Agentic Workers integrations page showing a Gmail app card with a Connect button and connected status panel
Use the Integrations page to authorize the provider account, then confirm the same workspace shows the app as connected.

For API-key based providers, paste the key or token from the provider account. Use a key with the narrowest permissions that still supports the workflow, and rotate it from the provider if it is exposed or no longer needed.

After the provider confirms authorization, return to Agentic Workers and check that the integration shows as connected. If your workspace has multiple teams or organizations, confirm you connected the app in the workspace where the agent lives.

Attach Tools to an Agent

Open the agent that should use the connected app. In the agent tools or integrations area, enable the connected app actions that match the agent role.

Keep the tool list focused. For example, a support agent may need to search Gmail and draft replies, but it may not need permission to send messages without approval.

Add clear agent instructions for when to use the app, what data to look for, and which actions require confirmation. Sensitive actions such as sending customer messages, changing records, issuing refunds, or posting publicly should require approval unless your workflow explicitly allows autonomous execution.

Verify Access With a Small Prompt

Run a prompt that proves the exact permission you need before relying on the workflow. Start with read-only checks such as "Find the three newest unread support emails and summarize the senders, subjects, and requested next action."

Then test any write action in a low-risk way. Ask the agent to create a draft, prepare an update, or show the exact change it would make before approving execution.

Review the response and the trace, the step-by-step run log.
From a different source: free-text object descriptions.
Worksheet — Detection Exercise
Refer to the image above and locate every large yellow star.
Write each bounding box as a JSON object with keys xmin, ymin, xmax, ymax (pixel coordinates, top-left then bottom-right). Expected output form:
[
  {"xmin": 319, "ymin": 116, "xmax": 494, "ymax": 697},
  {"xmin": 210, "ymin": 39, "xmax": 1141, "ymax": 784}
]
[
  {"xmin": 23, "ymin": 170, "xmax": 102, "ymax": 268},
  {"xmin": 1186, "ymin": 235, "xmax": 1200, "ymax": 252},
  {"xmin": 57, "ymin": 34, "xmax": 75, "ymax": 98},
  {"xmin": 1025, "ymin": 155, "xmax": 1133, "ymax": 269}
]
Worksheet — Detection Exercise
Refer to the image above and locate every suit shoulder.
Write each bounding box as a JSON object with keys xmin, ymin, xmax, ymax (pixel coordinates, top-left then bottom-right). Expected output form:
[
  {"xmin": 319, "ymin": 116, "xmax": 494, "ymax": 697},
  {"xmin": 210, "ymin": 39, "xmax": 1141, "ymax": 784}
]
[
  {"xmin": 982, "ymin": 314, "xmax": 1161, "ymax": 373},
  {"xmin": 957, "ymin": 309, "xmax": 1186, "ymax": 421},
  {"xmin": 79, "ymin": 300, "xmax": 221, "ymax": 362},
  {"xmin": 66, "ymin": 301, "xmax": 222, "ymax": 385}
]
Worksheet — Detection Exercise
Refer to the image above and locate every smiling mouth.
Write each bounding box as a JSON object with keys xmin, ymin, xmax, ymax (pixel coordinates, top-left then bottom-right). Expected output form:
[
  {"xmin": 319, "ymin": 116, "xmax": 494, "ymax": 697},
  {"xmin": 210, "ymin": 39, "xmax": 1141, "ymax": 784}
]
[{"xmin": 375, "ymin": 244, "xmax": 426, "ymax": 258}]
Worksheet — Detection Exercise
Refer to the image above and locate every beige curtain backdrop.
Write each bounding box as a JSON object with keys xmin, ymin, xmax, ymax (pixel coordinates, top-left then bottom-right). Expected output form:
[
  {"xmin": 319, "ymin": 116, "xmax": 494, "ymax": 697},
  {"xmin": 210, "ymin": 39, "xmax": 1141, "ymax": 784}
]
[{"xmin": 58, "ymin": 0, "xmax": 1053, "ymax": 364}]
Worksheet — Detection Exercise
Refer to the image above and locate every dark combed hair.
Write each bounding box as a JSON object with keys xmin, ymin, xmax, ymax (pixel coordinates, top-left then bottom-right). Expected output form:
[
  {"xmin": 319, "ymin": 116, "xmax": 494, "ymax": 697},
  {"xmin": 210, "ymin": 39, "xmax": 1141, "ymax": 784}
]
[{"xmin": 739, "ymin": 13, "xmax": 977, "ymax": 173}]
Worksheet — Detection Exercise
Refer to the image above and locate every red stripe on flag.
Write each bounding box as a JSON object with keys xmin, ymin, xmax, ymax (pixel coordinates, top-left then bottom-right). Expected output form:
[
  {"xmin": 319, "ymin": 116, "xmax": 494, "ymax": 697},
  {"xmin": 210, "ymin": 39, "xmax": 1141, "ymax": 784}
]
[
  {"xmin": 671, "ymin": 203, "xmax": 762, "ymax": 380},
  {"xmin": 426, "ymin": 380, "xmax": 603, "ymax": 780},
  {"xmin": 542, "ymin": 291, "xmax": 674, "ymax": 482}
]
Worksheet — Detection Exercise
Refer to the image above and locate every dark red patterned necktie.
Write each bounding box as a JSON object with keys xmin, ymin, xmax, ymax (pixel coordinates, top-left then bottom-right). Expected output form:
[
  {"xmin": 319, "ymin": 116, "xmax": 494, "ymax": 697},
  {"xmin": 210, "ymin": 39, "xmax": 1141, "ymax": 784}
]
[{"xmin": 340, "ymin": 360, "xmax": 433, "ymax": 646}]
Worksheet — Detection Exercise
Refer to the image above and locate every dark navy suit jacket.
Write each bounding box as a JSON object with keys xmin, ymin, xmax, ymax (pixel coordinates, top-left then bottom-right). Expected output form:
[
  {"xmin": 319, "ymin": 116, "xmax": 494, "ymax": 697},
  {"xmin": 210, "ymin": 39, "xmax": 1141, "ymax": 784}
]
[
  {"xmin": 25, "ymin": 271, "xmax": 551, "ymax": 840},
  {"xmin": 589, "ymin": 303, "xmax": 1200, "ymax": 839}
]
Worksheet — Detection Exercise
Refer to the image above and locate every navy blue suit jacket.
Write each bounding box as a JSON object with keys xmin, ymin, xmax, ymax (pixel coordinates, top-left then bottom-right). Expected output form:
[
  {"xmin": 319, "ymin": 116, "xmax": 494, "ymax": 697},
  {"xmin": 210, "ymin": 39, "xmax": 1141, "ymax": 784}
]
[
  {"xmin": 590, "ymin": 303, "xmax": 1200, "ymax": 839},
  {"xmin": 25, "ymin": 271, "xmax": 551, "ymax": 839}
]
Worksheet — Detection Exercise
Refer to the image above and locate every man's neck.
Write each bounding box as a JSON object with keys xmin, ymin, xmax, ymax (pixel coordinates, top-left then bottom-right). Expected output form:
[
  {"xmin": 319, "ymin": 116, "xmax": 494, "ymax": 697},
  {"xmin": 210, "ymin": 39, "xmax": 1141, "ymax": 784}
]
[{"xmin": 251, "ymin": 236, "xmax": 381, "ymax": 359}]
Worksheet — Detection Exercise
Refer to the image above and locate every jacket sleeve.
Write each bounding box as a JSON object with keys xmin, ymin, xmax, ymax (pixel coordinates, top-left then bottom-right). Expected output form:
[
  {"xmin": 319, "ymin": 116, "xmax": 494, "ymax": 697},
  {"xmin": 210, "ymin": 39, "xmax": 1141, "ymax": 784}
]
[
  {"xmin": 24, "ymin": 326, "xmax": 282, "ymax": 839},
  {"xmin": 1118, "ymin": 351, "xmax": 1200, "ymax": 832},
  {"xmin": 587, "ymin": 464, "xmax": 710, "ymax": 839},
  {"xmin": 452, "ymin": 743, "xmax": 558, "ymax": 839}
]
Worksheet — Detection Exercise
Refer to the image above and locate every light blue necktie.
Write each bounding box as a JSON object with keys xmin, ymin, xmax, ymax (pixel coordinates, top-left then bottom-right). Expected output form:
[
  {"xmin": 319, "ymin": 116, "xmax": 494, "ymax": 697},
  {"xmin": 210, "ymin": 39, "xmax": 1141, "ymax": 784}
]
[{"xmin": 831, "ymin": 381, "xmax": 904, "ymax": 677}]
Confirm the agent used the expected app, selected the right account or workspace, and either completed the action or asked for approval at the right point.

Troubleshooting

If the app does not appear for the agent, reconnect it from Integrations and confirm the connection belongs to the same workspace as the agent.

If OAuth fails, check that pop-ups are allowed, you are signed into the correct provider account, and your provider admin permits third-party app access for the requested scopes.

If an API key fails, create a fresh key in the provider, confirm it has the required permissions, and remove any extra spaces before saving it.

If the agent says it cannot use a tool, enable that specific action on the agent and rerun a narrow verification prompt. If the trace shows a permission or scope error, reconnect the app with the required scope or use an account with access to the target resource.

If the agent used the wrong app action or guessed at missing data, update the agent instructions with the correct source, approval rule, or fallback question, then repeat the same test prompt.

Next Steps

After the manual verification works, turn the request into a reusable prompt or scheduled job if the task repeats on a predictable cadence.

Use traces after the first few real runs to check tool calls, approvals, and failures. Small instruction updates usually fix most integration issues.

Review connected apps periodically. Remove tools an agent no longer needs, rotate API keys according to your security policy, and reconnect OAuth apps when provider permissions change.